Dumpster Diving For Fun and Profit 1805


      The picture above is Rob Greenfield and this is a link to his tips on dumpster diving.

      Oh if I only still had my truck! Living in our apartment, I see all the things people toss into the dumpster here. Today there was a computer desk and a treadmill by the dumpster. Now the treadmill probably had a problem, but Maybe I could fix it. The exterior was looking good. If I still had the truck I would have a flea market booth or use an auction service to pick up some loose change. I suppose many of the items I see every week are from people who like me do not have room to carry things in their car when they move, so they set them by the dumpster and walk/drive away. There are a dozen apartment complexes within a mile from me and it seems like if I went out every morning and collected whatever I could find I would do well. We Americans throw away so many things that still have uses. If I had a big truck and a body that would tolerate heavy lifting I would empty houses for people that need to get shed of things before moving. With that there would be fees to go to the dump site, but that would be covered by my charges to empty the house and I could still keep the good stuff and sell it at the flea market. I know I could stay busy and have fun while I did my prospecting. Saturday afternoons when people have garage sales and are getting tired of being there from 7 am to late afternoon and thinking about how they will still have to put away all they did not sell makes them subject to taking pennies on the dollar so they don’t have to deal with their stuff anymore. I would be self-employed, not have to listen to a boss, and I could set my own schedule, as long as I was done by beer time!

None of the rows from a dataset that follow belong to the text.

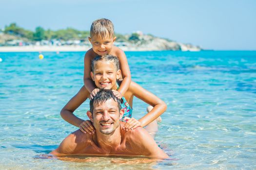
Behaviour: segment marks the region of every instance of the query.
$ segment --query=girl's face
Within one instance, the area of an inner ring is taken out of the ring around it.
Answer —
[[[93,73],[91,72],[91,77],[98,88],[117,89],[117,80],[120,78],[121,71],[117,70],[112,62],[98,61],[95,63],[93,71]]]

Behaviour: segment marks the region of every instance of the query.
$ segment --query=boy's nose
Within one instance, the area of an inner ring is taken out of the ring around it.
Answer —
[[[101,49],[105,49],[105,46],[103,44],[101,44],[101,45],[100,46],[100,48]]]

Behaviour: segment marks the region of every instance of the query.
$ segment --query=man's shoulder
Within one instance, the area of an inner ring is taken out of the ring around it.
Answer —
[[[150,136],[148,132],[141,127],[138,127],[132,130],[129,130],[125,133],[126,137],[130,142],[137,143],[138,140],[141,141],[147,139],[148,135]]]
[[[92,140],[89,134],[85,134],[78,130],[67,136],[60,143],[59,147],[59,153],[74,154],[77,152],[80,147],[84,147]]]

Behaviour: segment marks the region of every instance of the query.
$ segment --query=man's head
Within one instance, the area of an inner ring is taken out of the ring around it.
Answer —
[[[101,89],[90,102],[87,116],[93,122],[96,132],[108,135],[120,125],[123,113],[120,111],[120,100],[111,90]]]
[[[95,20],[91,26],[90,34],[88,39],[94,51],[100,55],[109,53],[117,38],[112,22],[105,18]]]

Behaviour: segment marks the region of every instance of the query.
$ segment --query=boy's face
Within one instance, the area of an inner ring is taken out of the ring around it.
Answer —
[[[91,72],[92,79],[98,88],[117,89],[117,80],[121,75],[113,63],[105,61],[98,61],[95,63],[94,70]]]
[[[107,34],[103,38],[100,36],[95,35],[92,38],[89,37],[88,39],[93,46],[94,51],[99,55],[103,55],[109,54],[116,38],[116,37],[113,38]]]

      It’s funny how I learn things too late to late in life to do anything about them. I learned how to work on electronic hardware back when radios, TVs, computers, were not terribly reliable. Now most problems are software, which for the most part baffles me. I learned to work on cars, but now they are so complex and require so much expensive testing equipment I am lost under the hood of a car. These days if you have a six cylinder front wheel drive minivan it takes a lift to get at the sparkplugs. Some require a jack to lift the engine to change plugs.

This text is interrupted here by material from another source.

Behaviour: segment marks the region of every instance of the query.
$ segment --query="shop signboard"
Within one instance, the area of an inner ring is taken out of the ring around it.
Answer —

      One thing seems certain, with low-priced goods people buy more than they need and throw away a lot that still has good use left in them and there are plenty of low-income people who still can’t afford new things, while many high-income people toss things away just to change their decor or to suit their whims. “One man’s trash is another man’s treasure.” Whomever said that long ago is still correct. I sure find it interesting to see what people throw away and wonder about why they did it.
      On the dark side, recently there were two people here in a jeep that had bicycles on top and the inside was full of things. A man who lives in the apartments here came home from work in the early morning and recognized the Jeep did not belong to anyone who lived here. There was a man outside the dumpster and a woman in it. She was tossing bags of papers out to him. The man tried to hide when the man who lived here was passing by on his way home. The man who lived here called the police. It turned out the bicycles on top the jeep were stolen as were the goods inside and the bags of paper were going to be used for identity theft.